The Canadian Trucking Alliance (CTA) is calling on federal and provincial finance ministers to address a series of priorities as diverse as tax evasion, carbon taxes, and infrastructure needs, ahead of an expected meeting of the lawmakers.
Topping the list is a call to address the Driver Inc. business model, which funnels tax dollars into the underground economy. The model involves misclassifying employed drivers as contractors in a bid to avoid tax obligations.
“CTA is asking finance ministers across Canada to take leadership roles and show these unscrupulous companies that cheat the system that the Canada Labour Code, and federal and provincial tax compliance obligations are not optional in this country – it’s the law,” said CTA president Stephen Laskowski.
“There are at least tens of millions of dollars in unpaid EHT [provincial employer health taxes] that are robbing our society and citizens of better health care.”

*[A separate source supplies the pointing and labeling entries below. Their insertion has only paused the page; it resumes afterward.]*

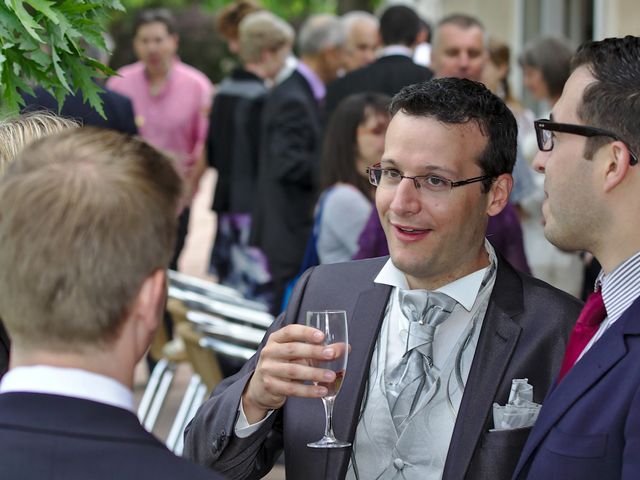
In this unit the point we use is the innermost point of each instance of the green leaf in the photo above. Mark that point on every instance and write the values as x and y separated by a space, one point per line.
27 21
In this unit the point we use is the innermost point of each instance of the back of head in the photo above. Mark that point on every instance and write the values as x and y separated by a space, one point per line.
612 102
356 16
399 25
229 18
87 216
500 56
460 20
318 33
260 31
499 52
17 132
552 56
457 101
155 15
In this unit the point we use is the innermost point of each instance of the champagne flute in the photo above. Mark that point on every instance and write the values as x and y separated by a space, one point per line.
334 326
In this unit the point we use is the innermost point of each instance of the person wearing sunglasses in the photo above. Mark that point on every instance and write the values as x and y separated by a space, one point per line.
588 426
438 330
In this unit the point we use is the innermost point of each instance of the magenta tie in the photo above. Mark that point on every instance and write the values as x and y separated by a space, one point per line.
592 315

The alliance estimates there are 50,000 truck drivers in provinces with EHTs, which it says would mean the business model denies government coffers $46 million to $160 million a year.

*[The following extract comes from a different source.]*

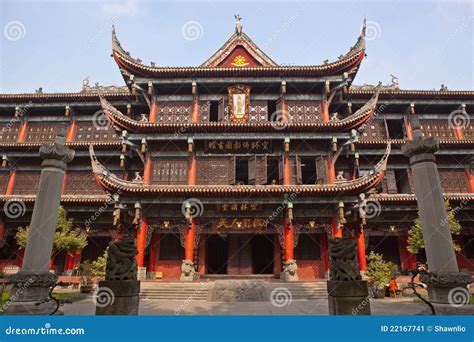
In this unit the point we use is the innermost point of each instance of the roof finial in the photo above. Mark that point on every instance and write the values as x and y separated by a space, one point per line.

“When also considering the evasion of payroll and personal taxes, as Driver Inc. carriers often do, the financial loss to our citizens is in the billions,” Laskowski said.
Fighting the carbon tax
CTA also noted the federal carbon tax serves no policy outcome and only results in higher fuel costs.
“To implement a carbon tax on diesel fuel meant to incentivize our members to switch to non-diesel engine alternatives is both unfair and unrealistic and serves no purpose other than contributing to higher inflation for everyone,” Laskowski said, referring to a lack of suitable substitutes for diesel engines.

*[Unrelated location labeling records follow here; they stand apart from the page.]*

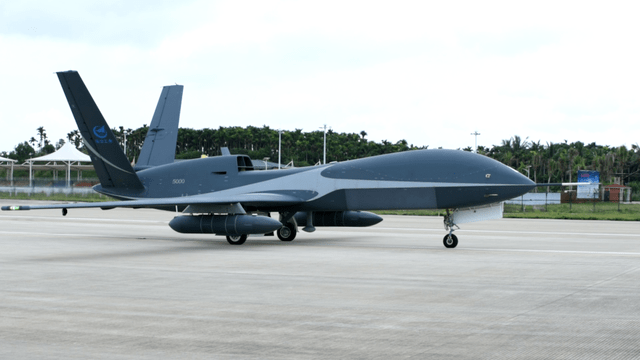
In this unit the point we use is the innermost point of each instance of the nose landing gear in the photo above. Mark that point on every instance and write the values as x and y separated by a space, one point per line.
450 241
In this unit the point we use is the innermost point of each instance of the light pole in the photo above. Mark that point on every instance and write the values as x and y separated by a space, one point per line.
124 132
279 148
476 133
325 143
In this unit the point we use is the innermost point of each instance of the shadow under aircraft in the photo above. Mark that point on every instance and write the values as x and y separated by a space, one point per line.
225 195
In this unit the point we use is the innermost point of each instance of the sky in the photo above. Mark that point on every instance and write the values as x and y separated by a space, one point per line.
428 72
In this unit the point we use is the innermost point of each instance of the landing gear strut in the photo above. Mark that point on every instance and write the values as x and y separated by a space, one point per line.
450 240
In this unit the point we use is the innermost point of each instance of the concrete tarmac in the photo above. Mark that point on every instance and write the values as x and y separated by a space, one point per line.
120 284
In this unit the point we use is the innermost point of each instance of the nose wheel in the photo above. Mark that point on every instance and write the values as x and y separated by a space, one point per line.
450 241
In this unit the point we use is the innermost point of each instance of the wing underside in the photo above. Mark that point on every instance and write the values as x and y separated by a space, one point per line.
199 201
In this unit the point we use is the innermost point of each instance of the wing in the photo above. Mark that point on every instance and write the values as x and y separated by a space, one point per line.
198 202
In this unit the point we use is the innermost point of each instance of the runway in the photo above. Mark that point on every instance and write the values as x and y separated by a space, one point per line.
120 284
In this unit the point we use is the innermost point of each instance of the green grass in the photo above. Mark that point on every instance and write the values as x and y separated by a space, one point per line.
95 197
603 211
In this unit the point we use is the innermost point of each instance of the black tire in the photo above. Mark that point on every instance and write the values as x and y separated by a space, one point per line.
287 232
236 239
450 241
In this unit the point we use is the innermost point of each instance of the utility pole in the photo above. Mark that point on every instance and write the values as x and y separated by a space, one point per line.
476 133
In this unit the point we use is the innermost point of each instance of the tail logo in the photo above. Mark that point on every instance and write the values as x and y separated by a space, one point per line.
100 132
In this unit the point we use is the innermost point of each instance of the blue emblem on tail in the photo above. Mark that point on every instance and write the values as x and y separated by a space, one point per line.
100 132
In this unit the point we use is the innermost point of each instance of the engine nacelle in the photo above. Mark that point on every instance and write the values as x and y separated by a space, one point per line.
339 218
224 224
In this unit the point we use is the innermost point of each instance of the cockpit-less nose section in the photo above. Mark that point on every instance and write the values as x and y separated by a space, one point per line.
224 195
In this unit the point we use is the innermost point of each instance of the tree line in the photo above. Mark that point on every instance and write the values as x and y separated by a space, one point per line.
550 162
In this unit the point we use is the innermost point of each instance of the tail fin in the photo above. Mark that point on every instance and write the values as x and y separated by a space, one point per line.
159 146
112 166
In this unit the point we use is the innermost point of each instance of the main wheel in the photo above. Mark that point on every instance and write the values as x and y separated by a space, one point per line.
236 239
450 241
287 232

The alliance also outlined critical infrastructure projects identified by member provincial trucking associations.
“There can be no better return on investment than helping to improve our road system that benefits the competitiveness of every sector in the Canadian economy and promotes future investment in these companies by protecting and ensuring our driving community has a safe place to work and rest,” Laskowski said.